Possible Indian playing XI: 1. Virat Kohli (c), 2. Ajinkya Rahane, 3. Shikhar Dhawan, 4. Yuvraj Singh/Dinesh Karthik/Rishabh Pant, 5. MS Dhoni, 6. Kedar Jadhav, 7. Hardik Pandya, 8. Ravindra Jadeja, 9. Mohammed Shami, 10. Umesh Yadav, and 11. Ravichandran Ashwin/Kuldeep Yadav

Actual playing XI for India: 1. Virat Kohli (c), 2. Ajinkya Rahane, 3. Shikhar Dhawan, 4. Yuvraj Singh, 5. MS Dhoni, 6. Kedar Jadhav, 7. Hardik Pandya, 8. Kuldeep Yadav (ODI debut), 9. Bhuvneshwar Kumar, 10. Umesh Yadav, and 11. Ravichandran Ashwin


India last played a bilateral ODI series in the Caribbean in 2011, beating Darren Sammy and co. 2-3 in a five-ODI series. Kohli and co. will have to get used to the dry and humid Carribean weather, but being a resourceful side, adapting shouldn’t be a major issue. However, with personnel changes, you might well get a bit of instability in the batting line-up. Rahane is yet to make a name for himself in this format, the Indian middle order comprises veterans Dhoni, Jadhav and Yuvraj with question marks over their ability to deliver in crunch situations and the youngsters, if they are handed ODI debuts, might be a touch overawed as well.

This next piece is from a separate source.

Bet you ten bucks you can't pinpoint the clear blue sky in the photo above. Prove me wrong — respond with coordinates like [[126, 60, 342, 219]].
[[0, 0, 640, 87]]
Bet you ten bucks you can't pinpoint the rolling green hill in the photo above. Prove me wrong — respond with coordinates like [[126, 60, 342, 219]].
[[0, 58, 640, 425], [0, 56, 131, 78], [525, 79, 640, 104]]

On account of the aforementioned reasons, West Indies have to do what Pakistan did last Sunday: take early wickets and get into the ageing Indian middle order. Even though this Indian side boasts plenty of firepower in the batting and bowling departments, they can be made to look quite ordinary when you raise your game and neutralise the batting line-up by taking wickets upfront. I expect India to return to winning ways tomorrow, but Holder and co., in familiar conditions, are not incapable of troubling the Men in Blue.